Two of the parties are happening tomorrow (Thursday). The first party won't require much: everyone has promised to bring something, and I'm simply bringing the materials for a petit déjeuner à la française, as I did last time: milk, sliced baguette, butter, Nutella, and French jam. Make a bowl of hot chocolate, spread butter and jam (or Nutella) on your slice of bread, dip in the hot chocolate, and enjoy. Seeeeemple.
The second party will happen right after the first, and this will be a sort of brunch event. I'm once again cooking my meat sauce and bringing along spaghetti, and throwing in some garlic bread to boot. Other students will be bringing in salad, drinks, and desserts.
On Friday, I'll have a third party with my "first place" class, the Intensive 4s. They surprised me by ending up in first place, despite their blasé attitude toward the course. My second class of the day, a Level 1 conversation class, would have been in first place had it not been for two students who failed to show up for crucial exams (a crime for which they received zeroes).
I turned in my grades for the intensive class earlier today. Although this class ended up in first place, no one in the class received an "A," primarily because no one could be bothered to do the homework (blogging) in a consistent manner. If the people who kindly contributed comments to the blog in question would care to offer advice on how to make blogging-as-homework more interesting, please write in. Keep in mind that I view homework this way: (1) as a way to reinforce things learned in class, and/or (2) a way to move beyond things learned in class.
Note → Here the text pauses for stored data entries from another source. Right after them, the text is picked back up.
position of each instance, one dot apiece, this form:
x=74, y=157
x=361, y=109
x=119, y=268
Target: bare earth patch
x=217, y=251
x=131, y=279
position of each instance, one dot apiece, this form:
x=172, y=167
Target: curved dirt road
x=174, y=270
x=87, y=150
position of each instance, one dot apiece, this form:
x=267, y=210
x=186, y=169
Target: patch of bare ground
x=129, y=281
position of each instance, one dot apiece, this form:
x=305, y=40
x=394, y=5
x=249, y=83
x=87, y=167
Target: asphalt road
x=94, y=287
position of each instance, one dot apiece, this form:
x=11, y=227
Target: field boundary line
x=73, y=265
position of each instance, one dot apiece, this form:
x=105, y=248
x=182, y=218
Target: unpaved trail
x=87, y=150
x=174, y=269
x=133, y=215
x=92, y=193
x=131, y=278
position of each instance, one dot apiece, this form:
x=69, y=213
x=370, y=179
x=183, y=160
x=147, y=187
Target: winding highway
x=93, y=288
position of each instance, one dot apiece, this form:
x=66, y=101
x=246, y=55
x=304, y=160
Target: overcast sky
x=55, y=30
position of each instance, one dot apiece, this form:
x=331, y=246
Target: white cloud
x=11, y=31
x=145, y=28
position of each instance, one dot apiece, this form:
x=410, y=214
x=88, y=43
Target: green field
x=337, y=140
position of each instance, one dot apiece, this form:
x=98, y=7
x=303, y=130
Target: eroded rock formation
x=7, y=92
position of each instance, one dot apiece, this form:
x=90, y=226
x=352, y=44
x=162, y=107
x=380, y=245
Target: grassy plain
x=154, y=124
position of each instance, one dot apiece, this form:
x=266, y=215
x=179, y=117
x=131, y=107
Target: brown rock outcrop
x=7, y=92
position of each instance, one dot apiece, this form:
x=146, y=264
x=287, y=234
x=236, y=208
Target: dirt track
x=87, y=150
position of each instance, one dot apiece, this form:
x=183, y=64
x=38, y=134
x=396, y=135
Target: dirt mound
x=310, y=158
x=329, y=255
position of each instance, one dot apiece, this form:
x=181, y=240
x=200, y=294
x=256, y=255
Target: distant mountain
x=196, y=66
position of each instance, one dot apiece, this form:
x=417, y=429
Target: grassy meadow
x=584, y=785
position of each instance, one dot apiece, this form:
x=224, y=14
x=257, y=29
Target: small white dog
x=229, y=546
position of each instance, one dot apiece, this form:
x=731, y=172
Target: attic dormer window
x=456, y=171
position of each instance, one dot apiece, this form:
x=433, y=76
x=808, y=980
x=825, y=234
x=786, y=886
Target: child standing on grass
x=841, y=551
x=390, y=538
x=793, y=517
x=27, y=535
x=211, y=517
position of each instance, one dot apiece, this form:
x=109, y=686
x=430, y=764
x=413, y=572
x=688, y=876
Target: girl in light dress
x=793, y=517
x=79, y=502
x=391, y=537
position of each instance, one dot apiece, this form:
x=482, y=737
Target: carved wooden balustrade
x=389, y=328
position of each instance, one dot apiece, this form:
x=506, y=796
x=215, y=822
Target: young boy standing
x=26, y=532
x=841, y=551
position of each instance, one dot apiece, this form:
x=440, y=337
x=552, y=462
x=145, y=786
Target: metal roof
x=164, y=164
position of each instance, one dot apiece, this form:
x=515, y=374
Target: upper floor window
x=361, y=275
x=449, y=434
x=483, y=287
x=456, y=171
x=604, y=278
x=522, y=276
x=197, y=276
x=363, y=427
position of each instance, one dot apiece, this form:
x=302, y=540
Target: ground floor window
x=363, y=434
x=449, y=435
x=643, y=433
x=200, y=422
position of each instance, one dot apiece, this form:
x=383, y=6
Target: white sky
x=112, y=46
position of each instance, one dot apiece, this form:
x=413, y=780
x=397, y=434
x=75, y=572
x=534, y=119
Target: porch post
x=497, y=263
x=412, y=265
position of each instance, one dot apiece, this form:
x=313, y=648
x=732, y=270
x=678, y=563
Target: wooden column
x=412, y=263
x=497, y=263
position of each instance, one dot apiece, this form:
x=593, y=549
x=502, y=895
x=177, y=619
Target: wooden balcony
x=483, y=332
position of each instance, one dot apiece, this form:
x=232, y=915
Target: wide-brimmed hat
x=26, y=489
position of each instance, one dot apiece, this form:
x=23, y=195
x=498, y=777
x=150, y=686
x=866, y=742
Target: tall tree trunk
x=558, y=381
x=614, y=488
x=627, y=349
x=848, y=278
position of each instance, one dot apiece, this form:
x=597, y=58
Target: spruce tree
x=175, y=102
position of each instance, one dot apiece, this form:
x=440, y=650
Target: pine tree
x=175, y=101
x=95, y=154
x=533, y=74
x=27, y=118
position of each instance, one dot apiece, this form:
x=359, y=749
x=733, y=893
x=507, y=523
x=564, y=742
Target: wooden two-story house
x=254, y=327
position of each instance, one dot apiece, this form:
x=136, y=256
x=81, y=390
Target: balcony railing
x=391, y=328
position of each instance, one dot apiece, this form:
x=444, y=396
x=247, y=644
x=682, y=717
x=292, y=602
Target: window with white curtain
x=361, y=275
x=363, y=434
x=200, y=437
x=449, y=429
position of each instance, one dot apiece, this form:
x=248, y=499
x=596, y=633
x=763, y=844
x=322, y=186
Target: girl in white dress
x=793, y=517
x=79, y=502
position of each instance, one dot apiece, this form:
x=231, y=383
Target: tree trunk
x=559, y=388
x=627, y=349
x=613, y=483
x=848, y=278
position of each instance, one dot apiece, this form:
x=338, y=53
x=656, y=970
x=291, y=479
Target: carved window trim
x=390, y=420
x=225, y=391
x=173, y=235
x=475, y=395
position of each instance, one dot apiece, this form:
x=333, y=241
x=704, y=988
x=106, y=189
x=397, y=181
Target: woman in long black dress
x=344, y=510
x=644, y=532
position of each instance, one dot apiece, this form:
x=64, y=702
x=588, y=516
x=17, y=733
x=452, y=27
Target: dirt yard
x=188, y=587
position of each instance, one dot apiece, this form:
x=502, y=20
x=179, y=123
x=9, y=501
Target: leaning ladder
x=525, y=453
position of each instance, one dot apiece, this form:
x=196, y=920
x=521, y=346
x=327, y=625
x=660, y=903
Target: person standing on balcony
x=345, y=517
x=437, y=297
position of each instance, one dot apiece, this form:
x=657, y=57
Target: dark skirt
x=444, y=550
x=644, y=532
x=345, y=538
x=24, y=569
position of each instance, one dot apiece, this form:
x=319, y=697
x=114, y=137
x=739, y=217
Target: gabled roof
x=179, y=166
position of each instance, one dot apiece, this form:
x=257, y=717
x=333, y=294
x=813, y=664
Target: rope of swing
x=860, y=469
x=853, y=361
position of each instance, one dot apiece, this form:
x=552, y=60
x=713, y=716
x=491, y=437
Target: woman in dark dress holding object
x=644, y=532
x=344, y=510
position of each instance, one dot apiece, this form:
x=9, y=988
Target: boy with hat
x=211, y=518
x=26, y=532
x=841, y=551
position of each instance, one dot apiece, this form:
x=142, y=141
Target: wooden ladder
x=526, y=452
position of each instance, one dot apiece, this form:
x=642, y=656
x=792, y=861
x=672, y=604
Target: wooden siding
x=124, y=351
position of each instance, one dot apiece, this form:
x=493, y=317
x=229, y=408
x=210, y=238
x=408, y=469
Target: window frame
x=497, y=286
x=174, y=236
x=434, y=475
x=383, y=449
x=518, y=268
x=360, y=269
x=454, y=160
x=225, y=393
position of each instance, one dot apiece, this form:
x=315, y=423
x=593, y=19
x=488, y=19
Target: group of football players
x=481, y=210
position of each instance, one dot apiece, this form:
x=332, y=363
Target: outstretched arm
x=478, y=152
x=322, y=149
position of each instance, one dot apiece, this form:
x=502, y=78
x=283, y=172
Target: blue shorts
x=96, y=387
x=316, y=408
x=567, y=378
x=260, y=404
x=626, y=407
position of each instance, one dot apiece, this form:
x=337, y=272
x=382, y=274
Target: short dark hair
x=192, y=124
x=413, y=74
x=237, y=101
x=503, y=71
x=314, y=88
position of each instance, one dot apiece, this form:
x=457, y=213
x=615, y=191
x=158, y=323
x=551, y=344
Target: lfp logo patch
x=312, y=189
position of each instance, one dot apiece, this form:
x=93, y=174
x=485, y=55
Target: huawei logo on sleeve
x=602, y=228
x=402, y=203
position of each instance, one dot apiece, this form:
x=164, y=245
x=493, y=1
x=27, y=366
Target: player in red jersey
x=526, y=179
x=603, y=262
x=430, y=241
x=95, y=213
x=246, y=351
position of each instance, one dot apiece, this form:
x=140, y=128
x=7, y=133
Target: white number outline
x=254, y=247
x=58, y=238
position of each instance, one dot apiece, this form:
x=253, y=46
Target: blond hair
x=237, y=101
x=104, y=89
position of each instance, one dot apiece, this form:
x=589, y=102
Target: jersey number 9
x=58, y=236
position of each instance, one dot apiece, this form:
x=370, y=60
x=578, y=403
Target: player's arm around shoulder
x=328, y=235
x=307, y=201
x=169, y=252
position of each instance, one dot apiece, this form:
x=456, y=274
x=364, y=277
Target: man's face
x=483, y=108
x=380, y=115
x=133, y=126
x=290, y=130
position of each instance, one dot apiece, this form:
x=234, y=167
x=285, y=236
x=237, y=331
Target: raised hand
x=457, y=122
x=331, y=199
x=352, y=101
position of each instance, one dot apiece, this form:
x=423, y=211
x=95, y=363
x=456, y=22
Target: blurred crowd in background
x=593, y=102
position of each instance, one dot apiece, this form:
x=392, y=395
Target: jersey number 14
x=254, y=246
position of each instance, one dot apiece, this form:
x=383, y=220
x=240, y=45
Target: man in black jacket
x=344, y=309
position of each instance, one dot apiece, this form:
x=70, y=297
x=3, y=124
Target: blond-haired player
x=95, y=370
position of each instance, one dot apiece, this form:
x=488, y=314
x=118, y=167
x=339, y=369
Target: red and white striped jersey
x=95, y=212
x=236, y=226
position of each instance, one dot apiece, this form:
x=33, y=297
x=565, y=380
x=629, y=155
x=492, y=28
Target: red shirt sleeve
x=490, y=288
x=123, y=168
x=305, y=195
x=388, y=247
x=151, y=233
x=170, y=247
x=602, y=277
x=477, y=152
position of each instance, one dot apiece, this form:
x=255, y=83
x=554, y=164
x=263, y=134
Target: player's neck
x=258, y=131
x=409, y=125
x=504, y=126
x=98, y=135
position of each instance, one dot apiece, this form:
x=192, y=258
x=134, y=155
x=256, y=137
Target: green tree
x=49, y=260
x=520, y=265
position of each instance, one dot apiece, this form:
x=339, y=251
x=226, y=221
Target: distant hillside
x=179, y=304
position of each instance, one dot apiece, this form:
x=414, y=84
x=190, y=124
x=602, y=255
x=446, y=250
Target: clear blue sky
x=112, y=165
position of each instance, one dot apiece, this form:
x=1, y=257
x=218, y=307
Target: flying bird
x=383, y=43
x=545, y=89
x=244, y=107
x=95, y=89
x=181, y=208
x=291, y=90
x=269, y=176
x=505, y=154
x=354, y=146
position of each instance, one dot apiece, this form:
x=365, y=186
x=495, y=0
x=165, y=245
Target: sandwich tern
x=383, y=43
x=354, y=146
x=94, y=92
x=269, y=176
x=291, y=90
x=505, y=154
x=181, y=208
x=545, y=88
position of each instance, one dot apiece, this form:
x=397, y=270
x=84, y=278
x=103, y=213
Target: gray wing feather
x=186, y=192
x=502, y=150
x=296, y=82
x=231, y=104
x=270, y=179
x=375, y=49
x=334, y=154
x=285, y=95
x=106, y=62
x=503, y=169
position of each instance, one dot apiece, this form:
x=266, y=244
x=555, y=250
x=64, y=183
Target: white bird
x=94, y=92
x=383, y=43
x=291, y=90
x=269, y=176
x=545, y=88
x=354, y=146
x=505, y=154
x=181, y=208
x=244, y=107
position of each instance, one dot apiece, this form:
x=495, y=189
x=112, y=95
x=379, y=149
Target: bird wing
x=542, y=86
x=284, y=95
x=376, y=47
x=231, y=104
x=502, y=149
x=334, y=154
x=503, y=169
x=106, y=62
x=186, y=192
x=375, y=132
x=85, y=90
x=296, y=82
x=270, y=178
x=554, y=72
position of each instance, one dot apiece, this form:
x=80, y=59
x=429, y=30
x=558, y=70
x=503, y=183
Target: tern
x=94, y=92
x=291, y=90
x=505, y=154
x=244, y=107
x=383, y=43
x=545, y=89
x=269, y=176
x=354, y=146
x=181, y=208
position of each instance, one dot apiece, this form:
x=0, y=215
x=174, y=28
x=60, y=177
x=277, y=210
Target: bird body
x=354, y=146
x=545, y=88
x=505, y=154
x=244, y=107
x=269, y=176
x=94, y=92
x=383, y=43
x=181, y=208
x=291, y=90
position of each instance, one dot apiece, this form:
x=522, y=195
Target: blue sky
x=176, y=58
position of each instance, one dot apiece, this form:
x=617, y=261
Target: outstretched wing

In either case, homework must be related to what is done in class, and can't represent a sudden and radical departure from the curriculum. That, to me, is useless. English teaching shouldn't merely be a matter of "throw enough knowledge until some of it sticks," and homework should never consist of mere busy-work or other random activities.
The intro-level class, which came in third, boasts two "A" students. The collective average of the Intros is low because this class also had some spectacular failures: people who simply didn't have the right stuff when it came to learning English. Perhaps these failures were having a bad-hair semester. We'll never know: a few of them simply dropped out without a word, perhaps not mature enough to face the prospect of a test that would hold them accountable for their own learning. I was heartened, though, that so many students decided to tough it out to the end. When I compare these morning classes (Intro and Level 1) to the ones I had the previous semester... well, there's no comparison.
Enough ruminating! I'm off to make pasketti sauce.
There'll be no one to stop us this time.